John McLean

Personal information
- Full name: John McLean
- Date of birth: 1877
- Place of birth: Bonhill, Scotland
- Date of death: 1958
- Place of death: Larbert, Scotland
- Position(s): Defender

Senior career*
- Years: Team / Apps / (Gls)
- 1896–1903: Vale of Leven
- 1903–1904: Liverpool / 4 / (0)
- 1904–1910: Motherwell / 132 / (0)
- 1910–1911: Vale of Leven / 12 / (0)

= John McLean (footballer, born 1877) =

Scottish footballer

John McLean (1877 – 1958) was a Scottish footballer who played as a defender (capable of playing at left or right back, which in that era were the most withdrawn positions on the field).
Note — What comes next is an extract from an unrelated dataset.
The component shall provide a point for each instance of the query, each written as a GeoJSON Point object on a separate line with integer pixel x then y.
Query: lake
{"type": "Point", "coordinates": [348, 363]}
He played for Vale of Leven, at that time playing outwith the Scottish Football League, for seven years before joining Liverpool in May 1903. He played four English Football League matches early in the 1903–04 campaign, but the team failed to win any of these games and he was dropped (the results did not improve, however, and the club was relegated at the end of the season); he then left to join Motherwell in June 1904. (Note: This source originally named the player 'James McLean', being amended around 2017.) McLean spent six years as a regular at Fir Park before returning to Vale of Leven for one further season. (Note: In the source, his record has been merged with that of an earlier Liverpool player of the same name and position.)

His younger brother Robert was also a footballer.